One common switch to the plant-based lifestyle is from dairy to alternative products such as almond milk, soy milk and oat milk. The dairy industry is known for consuming large amounts of water and producing copious amounts of greenhouse gasses. Plant-based milk and dairy products, however, require less water to maintain, take up less space and produce fewer greenhouse gasses. According to foodnavigator-usa.com, since its rise in popularity in the early 2000s, especially in 2011 when sales increased by 79%, almond milk has been paving the way towards less dairy consumption and aiding in the popularity of a more plant-based diet. More recently, alternatives to almond milk, such as oat and rice milk, have been popping up on grocery store shelves.
Marlee Allen (9) prefers almond milk over dairy and switched for a healthier lifestyle.
“I switched to plant alternatives because I realized it is probably a lot healthier than what I’ve been eating and drinking,” Allen said.

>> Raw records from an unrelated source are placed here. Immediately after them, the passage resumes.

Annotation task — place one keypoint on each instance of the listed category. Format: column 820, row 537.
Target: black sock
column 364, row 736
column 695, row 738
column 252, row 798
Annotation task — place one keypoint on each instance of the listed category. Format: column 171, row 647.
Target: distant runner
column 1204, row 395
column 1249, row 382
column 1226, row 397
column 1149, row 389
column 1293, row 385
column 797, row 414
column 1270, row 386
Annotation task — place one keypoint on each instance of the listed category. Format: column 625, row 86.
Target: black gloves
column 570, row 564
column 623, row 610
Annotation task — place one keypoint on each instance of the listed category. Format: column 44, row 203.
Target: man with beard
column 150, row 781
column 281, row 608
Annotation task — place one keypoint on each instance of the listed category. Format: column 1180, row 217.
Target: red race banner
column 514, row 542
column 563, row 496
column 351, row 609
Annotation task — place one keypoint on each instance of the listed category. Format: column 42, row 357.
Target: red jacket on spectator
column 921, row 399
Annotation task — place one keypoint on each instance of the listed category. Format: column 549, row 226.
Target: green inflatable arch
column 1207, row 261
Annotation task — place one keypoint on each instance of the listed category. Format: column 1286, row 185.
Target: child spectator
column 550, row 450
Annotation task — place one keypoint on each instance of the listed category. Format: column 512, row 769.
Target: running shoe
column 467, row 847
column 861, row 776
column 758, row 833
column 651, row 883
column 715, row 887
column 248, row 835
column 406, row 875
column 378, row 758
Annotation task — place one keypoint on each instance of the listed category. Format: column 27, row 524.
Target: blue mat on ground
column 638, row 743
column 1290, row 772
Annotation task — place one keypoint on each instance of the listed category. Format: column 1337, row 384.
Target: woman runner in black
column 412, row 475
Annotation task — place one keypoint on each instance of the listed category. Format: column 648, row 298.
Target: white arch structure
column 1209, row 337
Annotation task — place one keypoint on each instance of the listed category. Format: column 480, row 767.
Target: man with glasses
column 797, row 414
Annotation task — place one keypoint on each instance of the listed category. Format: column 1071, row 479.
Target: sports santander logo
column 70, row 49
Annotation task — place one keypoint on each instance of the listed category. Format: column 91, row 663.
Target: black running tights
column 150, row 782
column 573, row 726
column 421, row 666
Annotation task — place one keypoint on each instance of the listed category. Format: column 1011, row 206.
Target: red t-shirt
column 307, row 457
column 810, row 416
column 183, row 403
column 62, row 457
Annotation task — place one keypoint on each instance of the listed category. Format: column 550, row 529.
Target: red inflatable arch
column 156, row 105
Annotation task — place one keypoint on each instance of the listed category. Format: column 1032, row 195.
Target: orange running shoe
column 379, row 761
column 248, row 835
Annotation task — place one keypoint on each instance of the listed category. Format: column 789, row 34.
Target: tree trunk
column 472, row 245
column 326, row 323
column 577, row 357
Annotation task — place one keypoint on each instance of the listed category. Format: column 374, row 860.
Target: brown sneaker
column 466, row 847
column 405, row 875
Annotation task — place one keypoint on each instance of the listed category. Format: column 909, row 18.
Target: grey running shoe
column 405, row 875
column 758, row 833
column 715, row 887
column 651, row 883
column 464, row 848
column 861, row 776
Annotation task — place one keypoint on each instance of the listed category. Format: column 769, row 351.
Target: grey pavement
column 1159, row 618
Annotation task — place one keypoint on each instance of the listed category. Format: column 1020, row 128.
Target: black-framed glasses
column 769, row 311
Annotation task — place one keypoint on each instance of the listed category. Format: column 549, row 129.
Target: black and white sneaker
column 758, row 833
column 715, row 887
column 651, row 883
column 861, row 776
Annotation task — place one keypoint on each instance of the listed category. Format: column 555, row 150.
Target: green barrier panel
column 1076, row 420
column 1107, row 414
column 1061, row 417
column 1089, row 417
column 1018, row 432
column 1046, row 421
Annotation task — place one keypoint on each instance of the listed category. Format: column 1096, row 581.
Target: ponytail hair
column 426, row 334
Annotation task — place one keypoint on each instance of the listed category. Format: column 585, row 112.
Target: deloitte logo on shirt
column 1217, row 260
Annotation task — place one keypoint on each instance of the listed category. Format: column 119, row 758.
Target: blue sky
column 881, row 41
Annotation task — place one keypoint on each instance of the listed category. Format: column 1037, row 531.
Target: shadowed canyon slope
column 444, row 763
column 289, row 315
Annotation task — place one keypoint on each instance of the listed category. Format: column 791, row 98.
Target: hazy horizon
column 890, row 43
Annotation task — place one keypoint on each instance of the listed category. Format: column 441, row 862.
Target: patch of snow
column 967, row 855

Aside from the dairy industry, access to more plant-based meats is increasing. Popular fast-food chains such as Burger King have gone so far as adding a plant-based burger to their menu. At supermarkets across the nation, there are plenty of plant-based meats to choose from. These “meat” options, while far better for the planet, have some questionable downsides for the consumer. To mimic the classic burger taste, veggie burgers have significantly higher sodium, which can be detrimental to heart health. Despite high sodium, these plant-based alternatives avoid some cancer risks associated with meat-eating, including colon cancer, prostate cancer, breast cancer, lymphoma and stomach cancer, according to peta.org.
According to an article by Harvard Health specialist Emily Gelsomin, healthier versions of plant-burgers can be identified if one pays attention to the ingredients.

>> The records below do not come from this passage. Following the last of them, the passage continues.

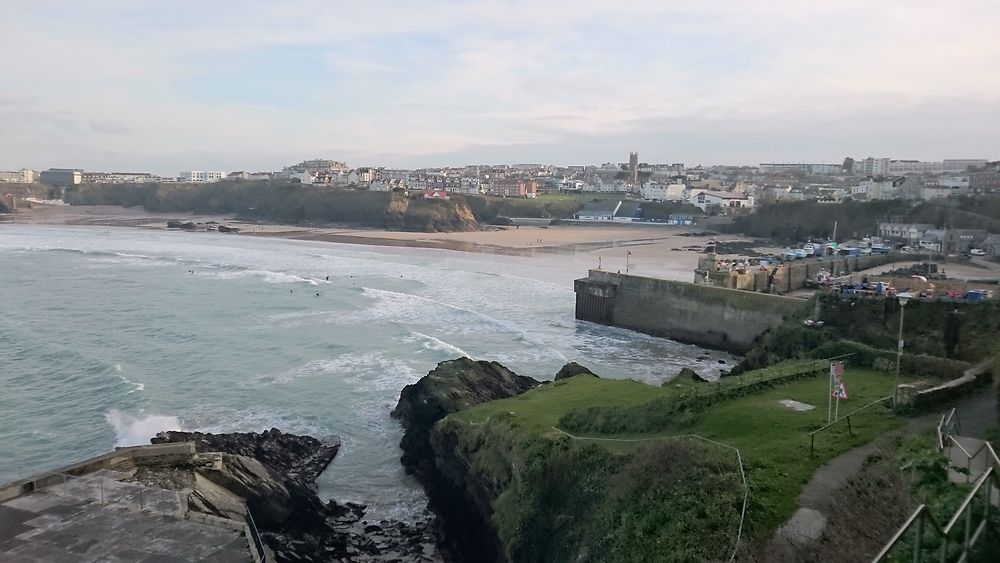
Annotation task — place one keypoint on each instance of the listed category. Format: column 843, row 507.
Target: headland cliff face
column 286, row 202
column 462, row 498
column 272, row 475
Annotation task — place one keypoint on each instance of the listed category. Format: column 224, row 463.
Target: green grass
column 773, row 439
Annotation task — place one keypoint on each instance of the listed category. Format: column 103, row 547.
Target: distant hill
column 285, row 202
column 798, row 220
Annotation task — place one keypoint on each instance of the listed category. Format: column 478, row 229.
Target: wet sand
column 653, row 250
column 661, row 251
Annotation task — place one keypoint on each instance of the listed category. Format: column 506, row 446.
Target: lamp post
column 903, row 298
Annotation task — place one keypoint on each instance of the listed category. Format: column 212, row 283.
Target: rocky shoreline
column 272, row 474
column 462, row 502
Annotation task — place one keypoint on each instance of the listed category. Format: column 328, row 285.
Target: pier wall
column 788, row 276
column 708, row 316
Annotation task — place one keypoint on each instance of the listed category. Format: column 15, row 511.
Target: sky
column 165, row 86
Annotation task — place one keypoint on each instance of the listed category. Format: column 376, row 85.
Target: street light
column 903, row 299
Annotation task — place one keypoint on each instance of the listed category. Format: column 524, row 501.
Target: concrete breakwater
column 713, row 317
column 783, row 278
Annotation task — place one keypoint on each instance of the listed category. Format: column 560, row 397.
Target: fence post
column 968, row 527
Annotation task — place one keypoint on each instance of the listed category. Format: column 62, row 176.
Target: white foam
column 133, row 430
column 268, row 275
column 436, row 344
column 135, row 386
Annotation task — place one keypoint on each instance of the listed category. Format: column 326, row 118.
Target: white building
column 200, row 176
column 303, row 177
column 885, row 188
column 963, row 164
column 22, row 176
column 872, row 167
column 902, row 167
column 724, row 200
column 663, row 192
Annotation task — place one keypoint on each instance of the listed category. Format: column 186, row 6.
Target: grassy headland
column 652, row 495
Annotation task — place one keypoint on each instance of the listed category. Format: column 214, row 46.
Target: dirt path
column 977, row 413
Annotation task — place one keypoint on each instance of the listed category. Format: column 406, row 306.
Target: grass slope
column 507, row 438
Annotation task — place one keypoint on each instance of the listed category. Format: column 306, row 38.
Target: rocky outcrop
column 303, row 458
column 573, row 369
column 463, row 504
column 272, row 474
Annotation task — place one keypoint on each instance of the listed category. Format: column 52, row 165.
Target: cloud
column 249, row 84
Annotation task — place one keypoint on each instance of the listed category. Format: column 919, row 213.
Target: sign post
column 836, row 387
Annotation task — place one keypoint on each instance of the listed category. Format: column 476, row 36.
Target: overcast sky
column 165, row 86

“If a lower risk of diseases like cancer and heart disease is your ultimate goal, aim for the kind of veggie burgers that showcase their beans, grains and seeds front and center,” Gelsomin said.
Changing diets can be spurred by a multitude of causes, whether it’s an attempt to eat healthier or to show care for animals. Meat production is often an unflattering topic, especially in relation to the famous book, The Jungle, which is taught annually in a variety of ELA courses and often leave animal lovers upset with what they consume.
Sarah Kneisley (10) has been vegetarian for over five years now and has had a positive experience with plant-based diets.
“In fifth grade I watched a Cowspiracy video on YouTube and I’ve never eaten meat since. Not eating meat is not as hard as you would think, and it’s super sustainable. I love this lifestyle, and I honestly don’t see myself in the future without a plant-based diet,” Kneisley said.